Description The presence of antinuclear antibody (ANA) is usually considered a hallmark of Systemic Lupus Erythematosus (SLE). However, a small group of SLE patients had the typical clinical manifestation of SLE with negative ANA tests. Segmental hyalinizing vasculitis is an orphan disease associated with various diseases including SLE. We report a case of a 29-year-old female presented with a painful skin ulcer on both her upper and lower extremities for 2 weeks. She also noted joint pain, fever, and shortness of breath. The symptoms were accompanied by multiple redness and pus-filled skin ulcer on both arms, thighs, and legs. The remainder examination revealed hair loss, pale conjunctiva, crackles in chest examination, ascites, and edema in both feet. There were also redness and tenderness on both hand at Distal Interphalangeal(DIP), Proximal Interphalangeal(PIP), and Metacarpophalangeal(MCP). Laboratory studies showed anemia, elevated erythrocyte sedimentation rate, and positive LE cell. The antinuclear antibody immunofluorescence (ANA IF) test was negative. A skin biopsy revealed segmented hyalinizing vasculitis suitable for Lupus. A transthoracic echocardiogram showed mildly abnormal left ventricular systolic function with an ejection fraction 45%, moderate mitral regurgitation, and mild aortic regurgitation.

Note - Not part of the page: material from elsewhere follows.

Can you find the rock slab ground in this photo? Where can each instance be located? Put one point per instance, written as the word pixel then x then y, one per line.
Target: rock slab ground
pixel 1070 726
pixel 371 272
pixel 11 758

Chest X-ray showed signs of pulmonary edema and right pleural effusion. The conditions fulfilled the clinical criteria of SLE, and the patient was diagnosed with ANA-negative SLE. The patient underwent treatment with hydroxychloroquine 200 mg twice daily, methylprednisolone 16 mg twice daily, and desoximethasone cream. The patient showed significant clinical improvement and her ulcer completely resolved after 6 months of treatment, and there is no recurrent ulcer.

Conclusions Case report of a 29-year-old woman diagnosed with ANA-negative SLE with segmental hyalinizing vasculitis and valvular heart disease as the main manifestation of SLE. Early recognition and aggressive SLE therapy of this rare subset of SLE disease showed clinical improvement and completely resolved skin ulcers.